After becoming one of the biggest names in sports entertainment, John Cena has been making the transition that many superstars eventually make, to the world of acting. He's done action movies and comedies alike but Cena says that his new movie The Wall is the sort of action movie he likes to make, and he's candid about the action movies that he used to make, admitting that he didn't really enjoy them. According to Cena...
The Wall is the kind of action I do like to do. I really wasn't proud of the stuff that I did beforehand, which was the stereotypical --- it might as well have come in a white box that said "Movie" on the side. I think the performance dictates that. It wasn't as creatively stimulating as the stuff I'm in now.
The confession comes as part of an interview with Entertainment Weekly about John Cena's newest film, where he plays a military sniper who gets drawn into a game of cat and mouse with an enemy sharpshooter. The movie looks to be a solid combination of both action and drama. It's certainly not the stereotypical "action movie" that Cena made when he was first getting into movies, which he's referring to here.
It's unlikely that anybody would argue with Cena about the generic nature of his early work. While films like The Marine and 12 Rounds weren't the worst action movies the world had ever seen, they certainly didn't do much to add anything interesting to the history of global cinema. They were showpieces designed to make sure everybody saw how impressive looking John Cena was.
Cena's interview is remarkably candid and he admits that he occasionally turns down acting jobs because he doesn't believe his skill set is in the right place to do the role justice. Maybe that's why he was ok with his early action work at the time, because he knew they were the right sort of roles for him at the time.

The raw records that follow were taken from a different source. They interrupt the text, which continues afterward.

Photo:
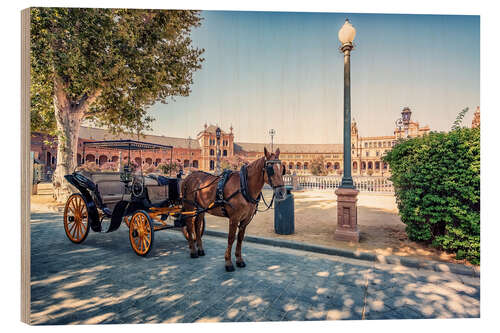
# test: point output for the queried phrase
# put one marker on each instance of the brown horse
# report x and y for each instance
(199, 189)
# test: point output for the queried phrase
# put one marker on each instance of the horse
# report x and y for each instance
(239, 205)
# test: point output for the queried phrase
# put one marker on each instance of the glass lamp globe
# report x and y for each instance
(347, 33)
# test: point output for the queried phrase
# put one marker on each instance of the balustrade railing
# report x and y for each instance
(363, 183)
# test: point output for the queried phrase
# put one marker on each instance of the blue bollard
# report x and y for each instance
(284, 214)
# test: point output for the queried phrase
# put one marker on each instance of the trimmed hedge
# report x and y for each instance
(437, 185)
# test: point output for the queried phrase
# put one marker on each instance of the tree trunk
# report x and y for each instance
(68, 129)
(69, 116)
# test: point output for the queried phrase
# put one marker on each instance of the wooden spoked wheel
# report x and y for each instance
(76, 218)
(141, 233)
(184, 230)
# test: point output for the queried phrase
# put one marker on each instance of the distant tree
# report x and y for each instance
(318, 166)
(106, 66)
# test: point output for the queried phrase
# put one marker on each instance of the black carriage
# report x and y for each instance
(145, 203)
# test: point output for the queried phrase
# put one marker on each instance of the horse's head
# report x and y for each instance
(273, 173)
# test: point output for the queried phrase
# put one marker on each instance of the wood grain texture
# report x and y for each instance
(26, 173)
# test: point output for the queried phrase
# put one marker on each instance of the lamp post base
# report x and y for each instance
(347, 215)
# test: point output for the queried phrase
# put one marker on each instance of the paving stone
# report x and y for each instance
(103, 281)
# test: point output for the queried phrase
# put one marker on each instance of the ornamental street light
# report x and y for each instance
(190, 155)
(217, 135)
(272, 132)
(347, 217)
(346, 37)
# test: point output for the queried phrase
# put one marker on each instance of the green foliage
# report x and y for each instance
(458, 121)
(437, 186)
(318, 166)
(128, 59)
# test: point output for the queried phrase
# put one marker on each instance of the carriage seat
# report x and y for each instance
(163, 188)
(110, 187)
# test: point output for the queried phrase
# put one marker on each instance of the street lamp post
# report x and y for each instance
(347, 219)
(217, 135)
(190, 156)
(272, 132)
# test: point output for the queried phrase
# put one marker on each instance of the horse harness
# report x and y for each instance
(220, 201)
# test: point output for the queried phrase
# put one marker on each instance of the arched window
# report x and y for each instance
(89, 158)
(102, 159)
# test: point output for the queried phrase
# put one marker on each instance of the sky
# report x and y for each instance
(284, 71)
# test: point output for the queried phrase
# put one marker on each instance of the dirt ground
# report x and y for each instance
(381, 230)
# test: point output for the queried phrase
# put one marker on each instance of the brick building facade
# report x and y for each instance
(201, 153)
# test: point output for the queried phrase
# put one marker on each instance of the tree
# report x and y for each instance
(106, 66)
(437, 186)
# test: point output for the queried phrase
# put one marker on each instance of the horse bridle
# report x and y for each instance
(269, 170)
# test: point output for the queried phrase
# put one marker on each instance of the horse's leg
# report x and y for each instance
(241, 235)
(230, 240)
(190, 230)
(198, 225)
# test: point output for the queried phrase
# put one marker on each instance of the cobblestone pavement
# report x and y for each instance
(103, 281)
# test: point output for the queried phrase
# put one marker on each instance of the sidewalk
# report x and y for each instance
(381, 230)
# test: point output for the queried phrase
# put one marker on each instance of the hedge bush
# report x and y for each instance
(437, 186)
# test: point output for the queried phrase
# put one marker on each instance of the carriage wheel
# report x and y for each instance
(141, 233)
(184, 230)
(76, 218)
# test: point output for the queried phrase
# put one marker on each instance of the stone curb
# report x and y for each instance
(394, 260)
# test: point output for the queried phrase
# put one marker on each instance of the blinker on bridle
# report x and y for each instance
(268, 167)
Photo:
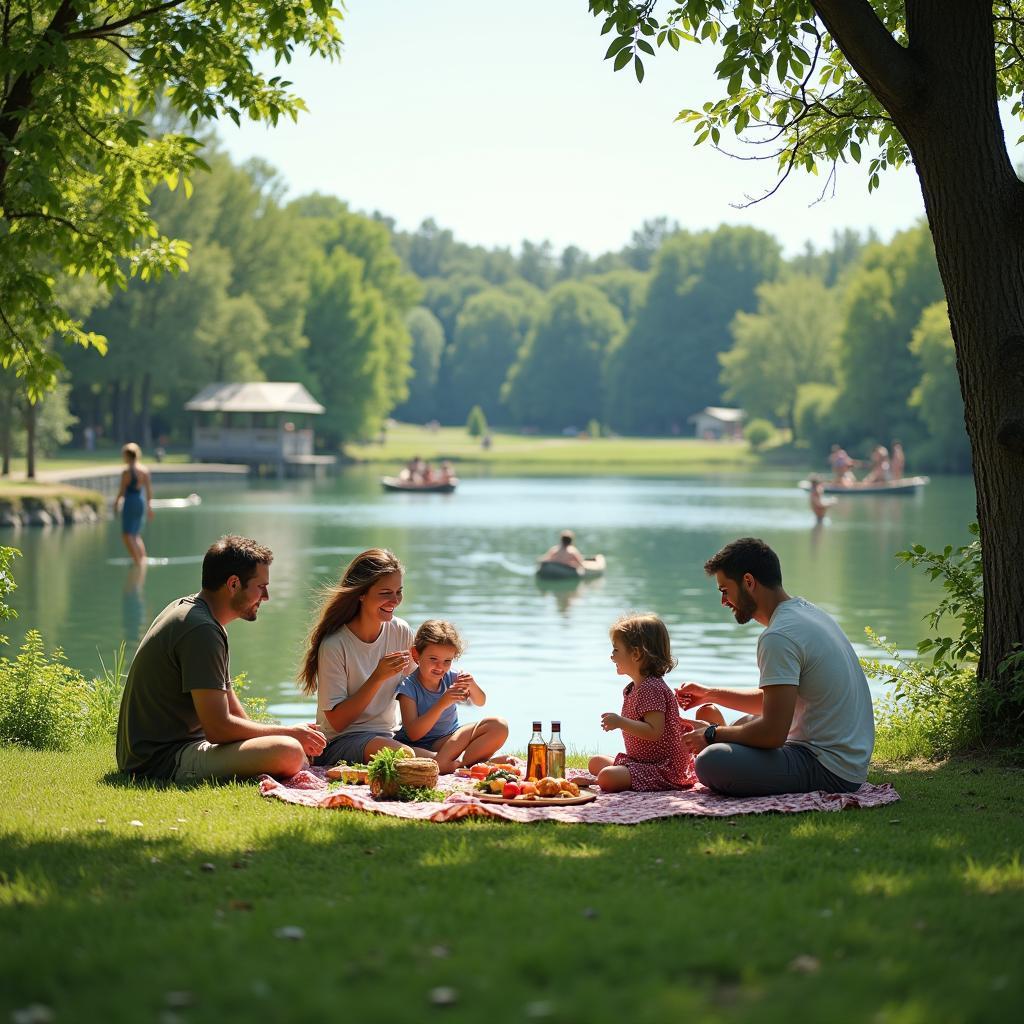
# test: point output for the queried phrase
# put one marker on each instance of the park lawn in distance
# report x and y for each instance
(911, 912)
(545, 454)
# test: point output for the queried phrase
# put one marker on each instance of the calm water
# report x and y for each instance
(538, 649)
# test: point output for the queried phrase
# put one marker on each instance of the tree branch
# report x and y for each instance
(887, 68)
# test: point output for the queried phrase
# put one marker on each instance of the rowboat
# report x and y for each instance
(396, 483)
(905, 485)
(591, 568)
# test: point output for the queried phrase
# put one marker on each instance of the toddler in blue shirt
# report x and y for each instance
(427, 699)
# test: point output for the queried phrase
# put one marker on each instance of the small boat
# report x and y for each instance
(176, 503)
(906, 485)
(438, 487)
(591, 568)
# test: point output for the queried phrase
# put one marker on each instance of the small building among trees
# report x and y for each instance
(716, 423)
(260, 424)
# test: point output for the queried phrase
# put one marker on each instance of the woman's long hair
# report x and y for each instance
(340, 604)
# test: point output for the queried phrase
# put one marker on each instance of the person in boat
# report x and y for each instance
(881, 471)
(134, 502)
(565, 552)
(842, 466)
(897, 461)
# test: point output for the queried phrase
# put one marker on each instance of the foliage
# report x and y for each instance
(667, 366)
(476, 423)
(787, 343)
(942, 699)
(937, 396)
(488, 333)
(558, 379)
(78, 161)
(7, 585)
(758, 433)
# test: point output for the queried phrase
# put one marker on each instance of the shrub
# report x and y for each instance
(476, 424)
(939, 708)
(758, 433)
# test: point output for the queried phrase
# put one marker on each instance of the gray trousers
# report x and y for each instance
(736, 770)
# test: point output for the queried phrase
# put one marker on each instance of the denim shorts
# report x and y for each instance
(348, 747)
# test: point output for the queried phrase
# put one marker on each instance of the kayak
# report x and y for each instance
(906, 485)
(396, 483)
(591, 568)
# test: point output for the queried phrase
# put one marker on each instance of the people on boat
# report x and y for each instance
(881, 471)
(565, 552)
(809, 725)
(819, 503)
(897, 461)
(134, 501)
(842, 466)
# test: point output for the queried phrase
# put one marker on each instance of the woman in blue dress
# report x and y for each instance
(135, 502)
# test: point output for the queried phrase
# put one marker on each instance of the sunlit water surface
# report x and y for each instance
(539, 649)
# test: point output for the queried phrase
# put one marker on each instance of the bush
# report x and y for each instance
(476, 424)
(939, 708)
(758, 433)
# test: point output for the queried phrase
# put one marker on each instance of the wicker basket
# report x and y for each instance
(420, 772)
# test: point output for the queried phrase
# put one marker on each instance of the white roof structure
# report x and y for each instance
(256, 396)
(720, 414)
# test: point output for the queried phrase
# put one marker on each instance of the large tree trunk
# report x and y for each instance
(975, 206)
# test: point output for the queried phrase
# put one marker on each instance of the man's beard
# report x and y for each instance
(744, 608)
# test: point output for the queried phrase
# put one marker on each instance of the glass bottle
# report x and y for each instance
(556, 752)
(537, 755)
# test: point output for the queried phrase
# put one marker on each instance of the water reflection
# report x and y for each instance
(538, 649)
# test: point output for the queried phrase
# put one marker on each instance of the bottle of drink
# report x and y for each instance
(556, 752)
(537, 755)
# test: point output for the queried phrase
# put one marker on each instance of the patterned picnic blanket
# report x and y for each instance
(311, 790)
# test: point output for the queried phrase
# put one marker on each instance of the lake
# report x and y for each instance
(540, 650)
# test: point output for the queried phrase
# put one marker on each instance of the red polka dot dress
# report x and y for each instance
(663, 764)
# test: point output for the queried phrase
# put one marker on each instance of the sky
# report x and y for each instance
(503, 122)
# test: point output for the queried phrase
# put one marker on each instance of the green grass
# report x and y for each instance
(586, 456)
(912, 912)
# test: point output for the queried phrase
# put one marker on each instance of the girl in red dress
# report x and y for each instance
(655, 757)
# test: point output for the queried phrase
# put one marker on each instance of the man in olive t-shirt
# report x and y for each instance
(180, 719)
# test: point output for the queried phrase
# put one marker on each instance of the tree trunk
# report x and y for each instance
(31, 411)
(975, 206)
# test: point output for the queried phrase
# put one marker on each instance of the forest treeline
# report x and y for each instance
(850, 344)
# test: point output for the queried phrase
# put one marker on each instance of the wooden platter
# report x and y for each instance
(491, 798)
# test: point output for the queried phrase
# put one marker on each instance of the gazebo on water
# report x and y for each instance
(260, 423)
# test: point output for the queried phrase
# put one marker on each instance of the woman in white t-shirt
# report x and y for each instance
(356, 655)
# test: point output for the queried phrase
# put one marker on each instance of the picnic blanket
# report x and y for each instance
(311, 788)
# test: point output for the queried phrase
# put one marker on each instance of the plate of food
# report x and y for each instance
(544, 792)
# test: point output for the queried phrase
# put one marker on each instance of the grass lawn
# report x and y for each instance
(912, 912)
(584, 456)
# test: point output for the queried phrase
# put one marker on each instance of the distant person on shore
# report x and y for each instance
(897, 461)
(134, 501)
(809, 726)
(180, 719)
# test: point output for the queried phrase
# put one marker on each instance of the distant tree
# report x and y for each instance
(77, 164)
(788, 342)
(937, 396)
(647, 241)
(883, 302)
(558, 377)
(624, 289)
(697, 285)
(428, 344)
(488, 334)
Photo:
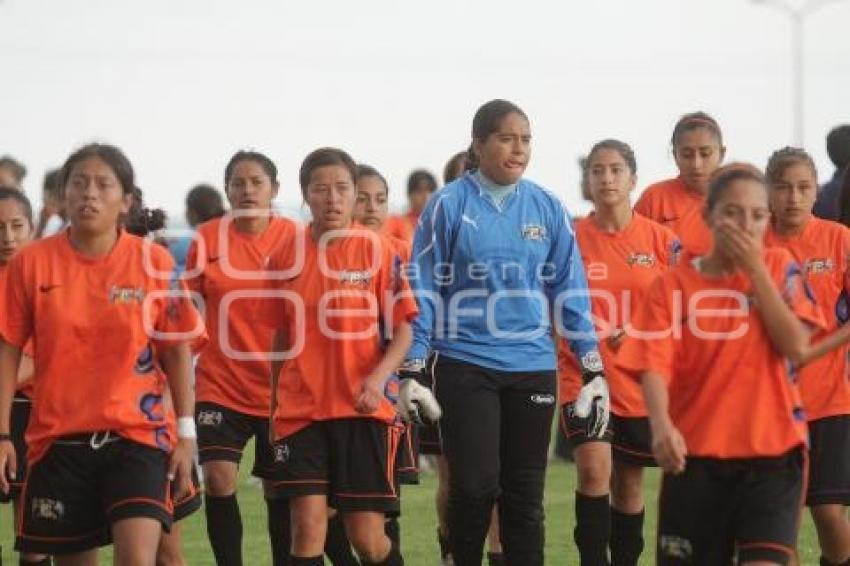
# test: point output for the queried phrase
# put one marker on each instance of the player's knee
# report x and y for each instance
(627, 491)
(594, 476)
(220, 479)
(483, 486)
(308, 528)
(167, 556)
(372, 547)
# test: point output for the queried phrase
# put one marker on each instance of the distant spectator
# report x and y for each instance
(52, 217)
(203, 202)
(838, 148)
(844, 197)
(12, 172)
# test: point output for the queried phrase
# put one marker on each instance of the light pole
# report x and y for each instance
(797, 14)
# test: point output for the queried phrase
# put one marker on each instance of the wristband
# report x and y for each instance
(186, 428)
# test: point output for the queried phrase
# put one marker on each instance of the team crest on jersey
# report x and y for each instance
(144, 363)
(209, 418)
(126, 295)
(47, 509)
(819, 265)
(591, 361)
(359, 278)
(533, 232)
(641, 259)
(676, 547)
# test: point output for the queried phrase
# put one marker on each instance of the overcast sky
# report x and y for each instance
(182, 84)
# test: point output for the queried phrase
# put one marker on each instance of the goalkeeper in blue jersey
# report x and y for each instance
(495, 261)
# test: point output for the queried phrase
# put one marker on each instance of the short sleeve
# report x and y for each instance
(271, 311)
(194, 281)
(177, 318)
(16, 324)
(798, 295)
(649, 344)
(395, 296)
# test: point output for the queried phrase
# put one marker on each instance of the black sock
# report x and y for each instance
(393, 529)
(337, 547)
(626, 538)
(593, 529)
(445, 552)
(224, 528)
(393, 558)
(280, 530)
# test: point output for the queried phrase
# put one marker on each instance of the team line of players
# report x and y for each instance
(739, 409)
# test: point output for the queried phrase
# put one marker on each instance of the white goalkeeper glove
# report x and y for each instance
(593, 402)
(416, 401)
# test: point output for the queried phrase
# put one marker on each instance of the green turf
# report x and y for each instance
(418, 525)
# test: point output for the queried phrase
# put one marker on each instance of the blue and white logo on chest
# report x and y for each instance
(533, 232)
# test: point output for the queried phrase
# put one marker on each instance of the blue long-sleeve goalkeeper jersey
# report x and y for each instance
(490, 281)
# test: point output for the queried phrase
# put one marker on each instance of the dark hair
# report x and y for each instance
(728, 174)
(364, 170)
(692, 121)
(111, 155)
(418, 177)
(17, 168)
(52, 184)
(141, 221)
(487, 120)
(323, 157)
(205, 202)
(457, 161)
(585, 182)
(8, 193)
(245, 155)
(838, 145)
(844, 197)
(782, 159)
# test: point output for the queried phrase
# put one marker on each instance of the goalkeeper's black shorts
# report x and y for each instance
(575, 428)
(829, 461)
(717, 509)
(632, 443)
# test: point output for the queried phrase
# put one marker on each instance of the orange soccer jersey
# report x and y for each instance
(731, 393)
(335, 314)
(822, 249)
(232, 371)
(672, 204)
(95, 323)
(620, 267)
(24, 387)
(402, 226)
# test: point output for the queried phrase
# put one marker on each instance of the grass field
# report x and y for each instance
(418, 525)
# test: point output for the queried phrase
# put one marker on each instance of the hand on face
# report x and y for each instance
(743, 249)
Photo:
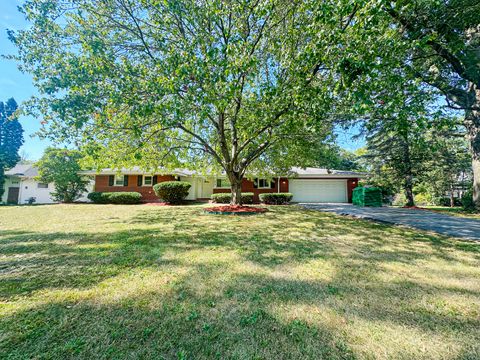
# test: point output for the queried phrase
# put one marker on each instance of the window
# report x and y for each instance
(262, 183)
(119, 180)
(223, 183)
(147, 180)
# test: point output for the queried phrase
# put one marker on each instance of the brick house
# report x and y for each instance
(306, 185)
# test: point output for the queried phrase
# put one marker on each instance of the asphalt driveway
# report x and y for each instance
(420, 219)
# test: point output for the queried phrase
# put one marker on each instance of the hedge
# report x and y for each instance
(115, 197)
(173, 192)
(226, 198)
(276, 198)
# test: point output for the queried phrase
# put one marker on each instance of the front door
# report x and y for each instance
(12, 197)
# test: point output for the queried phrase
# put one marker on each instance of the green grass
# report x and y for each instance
(147, 282)
(455, 211)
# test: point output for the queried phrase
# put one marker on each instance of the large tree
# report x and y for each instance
(11, 139)
(437, 42)
(230, 86)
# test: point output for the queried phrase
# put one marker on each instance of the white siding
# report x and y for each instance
(313, 190)
(9, 182)
(29, 188)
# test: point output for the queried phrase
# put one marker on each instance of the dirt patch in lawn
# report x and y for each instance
(234, 210)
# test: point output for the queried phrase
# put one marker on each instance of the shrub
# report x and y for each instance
(423, 199)
(225, 198)
(467, 201)
(115, 197)
(97, 197)
(276, 198)
(173, 192)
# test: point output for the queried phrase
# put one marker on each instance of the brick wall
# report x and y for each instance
(101, 184)
(248, 186)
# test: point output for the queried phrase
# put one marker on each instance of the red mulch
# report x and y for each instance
(235, 209)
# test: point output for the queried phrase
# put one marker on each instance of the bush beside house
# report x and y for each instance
(226, 198)
(115, 197)
(276, 198)
(173, 192)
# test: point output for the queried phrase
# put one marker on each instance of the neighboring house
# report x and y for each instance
(306, 185)
(20, 186)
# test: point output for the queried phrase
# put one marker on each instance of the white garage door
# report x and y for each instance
(318, 190)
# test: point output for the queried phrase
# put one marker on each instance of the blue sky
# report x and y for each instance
(15, 84)
(19, 86)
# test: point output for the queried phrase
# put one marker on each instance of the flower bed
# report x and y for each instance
(234, 210)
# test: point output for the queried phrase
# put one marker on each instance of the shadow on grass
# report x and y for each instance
(206, 314)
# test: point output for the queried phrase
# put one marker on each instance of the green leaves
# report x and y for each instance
(62, 167)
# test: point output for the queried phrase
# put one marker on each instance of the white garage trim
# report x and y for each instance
(315, 190)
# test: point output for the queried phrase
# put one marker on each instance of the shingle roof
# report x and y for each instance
(295, 171)
(23, 170)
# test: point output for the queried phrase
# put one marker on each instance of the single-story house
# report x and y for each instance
(306, 185)
(21, 187)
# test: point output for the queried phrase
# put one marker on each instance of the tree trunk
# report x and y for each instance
(472, 123)
(408, 173)
(409, 191)
(236, 189)
(2, 181)
(452, 199)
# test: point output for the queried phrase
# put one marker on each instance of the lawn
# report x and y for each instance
(148, 282)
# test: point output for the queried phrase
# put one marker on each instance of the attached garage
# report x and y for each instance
(315, 190)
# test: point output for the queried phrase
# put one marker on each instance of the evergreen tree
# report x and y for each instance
(11, 138)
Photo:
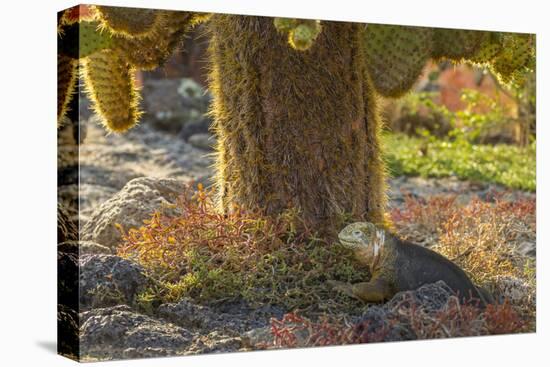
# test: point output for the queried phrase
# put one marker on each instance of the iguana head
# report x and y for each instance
(365, 239)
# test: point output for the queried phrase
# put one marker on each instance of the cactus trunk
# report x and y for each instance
(295, 129)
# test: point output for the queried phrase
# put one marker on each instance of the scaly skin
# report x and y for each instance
(398, 266)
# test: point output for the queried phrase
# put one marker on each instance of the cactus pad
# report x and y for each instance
(518, 55)
(456, 44)
(127, 21)
(66, 81)
(152, 50)
(395, 56)
(301, 33)
(109, 81)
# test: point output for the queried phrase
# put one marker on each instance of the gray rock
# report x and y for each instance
(202, 141)
(67, 228)
(232, 318)
(117, 332)
(129, 207)
(516, 290)
(528, 248)
(107, 280)
(191, 128)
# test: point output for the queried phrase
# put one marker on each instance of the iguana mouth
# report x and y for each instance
(349, 244)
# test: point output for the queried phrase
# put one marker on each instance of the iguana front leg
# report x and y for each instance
(377, 290)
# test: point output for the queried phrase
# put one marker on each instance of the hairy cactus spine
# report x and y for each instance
(295, 129)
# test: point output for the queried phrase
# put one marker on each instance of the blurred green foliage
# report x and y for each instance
(511, 166)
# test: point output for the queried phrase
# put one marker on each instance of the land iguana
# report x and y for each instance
(398, 265)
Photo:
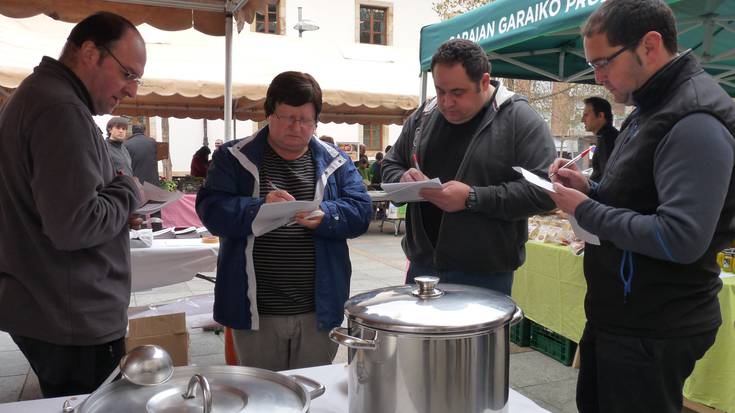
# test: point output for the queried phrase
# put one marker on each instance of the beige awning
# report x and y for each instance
(206, 16)
(183, 76)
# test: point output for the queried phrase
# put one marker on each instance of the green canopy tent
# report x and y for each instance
(540, 40)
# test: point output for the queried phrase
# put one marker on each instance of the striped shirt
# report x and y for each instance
(284, 258)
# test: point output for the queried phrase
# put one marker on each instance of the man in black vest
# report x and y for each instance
(597, 118)
(663, 210)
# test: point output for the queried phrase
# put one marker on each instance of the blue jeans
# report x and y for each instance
(501, 281)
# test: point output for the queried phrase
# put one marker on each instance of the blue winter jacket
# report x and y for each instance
(229, 201)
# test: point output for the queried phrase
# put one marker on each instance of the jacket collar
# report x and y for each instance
(502, 94)
(666, 80)
(54, 66)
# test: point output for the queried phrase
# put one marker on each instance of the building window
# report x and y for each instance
(373, 25)
(372, 137)
(267, 20)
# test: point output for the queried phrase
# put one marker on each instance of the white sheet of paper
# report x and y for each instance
(409, 191)
(582, 233)
(277, 214)
(535, 179)
(155, 198)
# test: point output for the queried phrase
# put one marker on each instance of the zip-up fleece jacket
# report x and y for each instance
(230, 200)
(664, 208)
(64, 244)
(492, 237)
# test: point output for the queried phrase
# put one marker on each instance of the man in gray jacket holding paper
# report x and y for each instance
(65, 255)
(473, 230)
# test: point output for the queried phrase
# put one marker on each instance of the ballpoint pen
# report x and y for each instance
(575, 159)
(415, 160)
(273, 186)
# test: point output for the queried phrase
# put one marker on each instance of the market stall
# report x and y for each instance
(550, 289)
(334, 400)
(171, 261)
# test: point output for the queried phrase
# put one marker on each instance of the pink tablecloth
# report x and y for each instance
(181, 213)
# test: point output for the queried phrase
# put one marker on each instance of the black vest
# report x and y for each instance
(665, 299)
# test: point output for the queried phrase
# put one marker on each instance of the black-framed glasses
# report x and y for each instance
(130, 76)
(601, 64)
(293, 119)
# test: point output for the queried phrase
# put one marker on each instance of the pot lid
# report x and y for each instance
(232, 389)
(432, 308)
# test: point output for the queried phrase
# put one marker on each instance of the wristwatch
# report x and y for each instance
(471, 202)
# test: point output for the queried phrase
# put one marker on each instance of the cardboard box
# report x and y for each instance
(168, 331)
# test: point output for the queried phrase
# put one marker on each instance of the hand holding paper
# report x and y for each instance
(155, 198)
(409, 191)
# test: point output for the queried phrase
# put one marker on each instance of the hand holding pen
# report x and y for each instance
(414, 174)
(277, 194)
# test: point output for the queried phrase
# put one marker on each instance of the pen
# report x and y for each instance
(273, 186)
(415, 161)
(575, 159)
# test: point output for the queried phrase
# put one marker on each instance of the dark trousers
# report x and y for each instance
(498, 281)
(629, 374)
(70, 370)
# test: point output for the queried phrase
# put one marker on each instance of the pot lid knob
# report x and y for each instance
(427, 287)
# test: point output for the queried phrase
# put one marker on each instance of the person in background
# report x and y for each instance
(142, 150)
(200, 162)
(664, 208)
(117, 130)
(143, 153)
(282, 291)
(363, 167)
(473, 230)
(328, 139)
(65, 256)
(375, 172)
(597, 118)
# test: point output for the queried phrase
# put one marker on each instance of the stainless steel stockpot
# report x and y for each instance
(428, 348)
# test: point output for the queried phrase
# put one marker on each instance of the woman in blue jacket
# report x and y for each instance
(281, 285)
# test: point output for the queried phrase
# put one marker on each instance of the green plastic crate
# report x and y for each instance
(520, 333)
(552, 344)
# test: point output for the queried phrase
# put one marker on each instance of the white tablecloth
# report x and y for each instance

However, it should also be pointed out that the quote above may qualify as biting the hand that feeds him. John Cena's first four movies, including those early action movies he's not proud of, were produced by WWE Films, the production company run by the folks who give Cena his day job. While Cena has been taking more and more time away from the WWE ring these days, he still qualifies as a wrestler who makes movies, as opposed to an actor who wrestles on the side. It's unlikely that WWE would appreciate "the face that runs the place" bad-mouthing The Marine, considering the company has made four sequels in the franchise, though all with different wrestlers in the lead.
The Wall is in theaters now and is getting solid, if not glowing reviews. If nothing else it appears to be another step on John Cena's road to becoming a better actor.